When Alice decides that she no longer wants Bob to be able to access the shared directory, what should she do? Suppose she's shared this folder with both Bob and Carol, and now she wants Carol to retain access to it but Bob to be shut out. Ideally Carol should not have to do anything: her access should continue unabated.

The current plan is to have her client create a deep copy of the folder in question, delegate access to the new folder to the remaining members of the group (Carol), asking the lucky survivors to replace their old reference with the new one. Bob may still have access to the old folder, but he is now the only one who cares: everyone else has moved on, and he will no longer be able to see their new changes.
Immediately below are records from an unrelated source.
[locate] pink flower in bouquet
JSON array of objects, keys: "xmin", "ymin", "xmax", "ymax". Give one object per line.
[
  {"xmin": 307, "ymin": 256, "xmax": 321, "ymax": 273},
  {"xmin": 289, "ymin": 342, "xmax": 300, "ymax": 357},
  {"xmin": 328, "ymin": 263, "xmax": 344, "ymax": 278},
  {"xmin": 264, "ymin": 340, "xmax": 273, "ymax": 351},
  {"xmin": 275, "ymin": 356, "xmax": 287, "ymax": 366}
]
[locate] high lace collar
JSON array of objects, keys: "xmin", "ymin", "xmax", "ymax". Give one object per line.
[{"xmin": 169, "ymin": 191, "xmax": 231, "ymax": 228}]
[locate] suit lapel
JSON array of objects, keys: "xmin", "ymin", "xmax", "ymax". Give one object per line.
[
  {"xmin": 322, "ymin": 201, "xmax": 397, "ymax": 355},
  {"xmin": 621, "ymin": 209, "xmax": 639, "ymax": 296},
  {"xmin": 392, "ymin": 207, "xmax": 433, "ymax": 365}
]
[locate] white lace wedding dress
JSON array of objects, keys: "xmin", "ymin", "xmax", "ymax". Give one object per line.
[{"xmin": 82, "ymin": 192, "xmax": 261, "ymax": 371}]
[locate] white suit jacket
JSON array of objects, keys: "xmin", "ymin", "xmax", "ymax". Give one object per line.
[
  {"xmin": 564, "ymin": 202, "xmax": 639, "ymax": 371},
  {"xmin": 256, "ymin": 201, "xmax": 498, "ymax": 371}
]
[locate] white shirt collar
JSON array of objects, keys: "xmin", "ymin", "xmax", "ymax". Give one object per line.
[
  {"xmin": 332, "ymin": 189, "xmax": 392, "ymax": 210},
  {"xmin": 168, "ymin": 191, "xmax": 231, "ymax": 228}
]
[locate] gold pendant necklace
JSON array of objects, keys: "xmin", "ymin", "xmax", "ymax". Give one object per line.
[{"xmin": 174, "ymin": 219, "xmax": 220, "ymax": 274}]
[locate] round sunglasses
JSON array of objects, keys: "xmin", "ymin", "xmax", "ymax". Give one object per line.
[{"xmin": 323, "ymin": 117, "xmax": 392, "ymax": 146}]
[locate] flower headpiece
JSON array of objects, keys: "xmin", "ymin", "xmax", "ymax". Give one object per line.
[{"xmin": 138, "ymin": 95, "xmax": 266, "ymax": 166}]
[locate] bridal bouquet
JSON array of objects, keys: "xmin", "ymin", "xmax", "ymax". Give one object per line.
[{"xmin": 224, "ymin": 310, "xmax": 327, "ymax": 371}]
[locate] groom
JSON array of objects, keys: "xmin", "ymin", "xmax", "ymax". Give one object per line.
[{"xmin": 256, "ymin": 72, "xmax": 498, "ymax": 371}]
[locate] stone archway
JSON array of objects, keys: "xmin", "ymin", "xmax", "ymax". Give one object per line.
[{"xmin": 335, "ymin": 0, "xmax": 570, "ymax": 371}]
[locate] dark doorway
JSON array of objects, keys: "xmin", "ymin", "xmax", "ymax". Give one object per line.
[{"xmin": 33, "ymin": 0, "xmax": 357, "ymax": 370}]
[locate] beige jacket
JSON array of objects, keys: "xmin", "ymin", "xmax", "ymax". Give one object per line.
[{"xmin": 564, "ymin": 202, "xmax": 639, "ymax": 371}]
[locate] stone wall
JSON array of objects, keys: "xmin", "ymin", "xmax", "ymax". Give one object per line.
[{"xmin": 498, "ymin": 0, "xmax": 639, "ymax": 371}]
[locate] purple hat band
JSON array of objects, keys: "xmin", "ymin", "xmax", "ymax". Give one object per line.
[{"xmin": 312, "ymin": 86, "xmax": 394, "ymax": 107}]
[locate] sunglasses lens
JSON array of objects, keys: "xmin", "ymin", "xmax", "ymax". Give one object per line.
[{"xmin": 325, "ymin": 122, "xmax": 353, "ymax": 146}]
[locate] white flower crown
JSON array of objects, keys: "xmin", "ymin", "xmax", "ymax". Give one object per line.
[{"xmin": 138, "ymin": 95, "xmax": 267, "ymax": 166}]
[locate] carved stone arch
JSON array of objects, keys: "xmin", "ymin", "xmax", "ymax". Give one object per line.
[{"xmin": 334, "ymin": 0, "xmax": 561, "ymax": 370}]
In a strict sense, this is the strongest form of revocation that can be accomplished: there is no point trying to force Bob to forget about the files that he read a moment before being kicked out. In addition it must be noted that anyone who can access the directory can proxy for Bob, reading files to him and accepting changes whenever he wants. Preventing delegation between communication parties is just as pointless as asking Bob to forget previously accessed files. However, there may be value to configuring the UI to ask Carol to not share files with Bob, or to removing all files from Bob's view at the same time his access is revoked.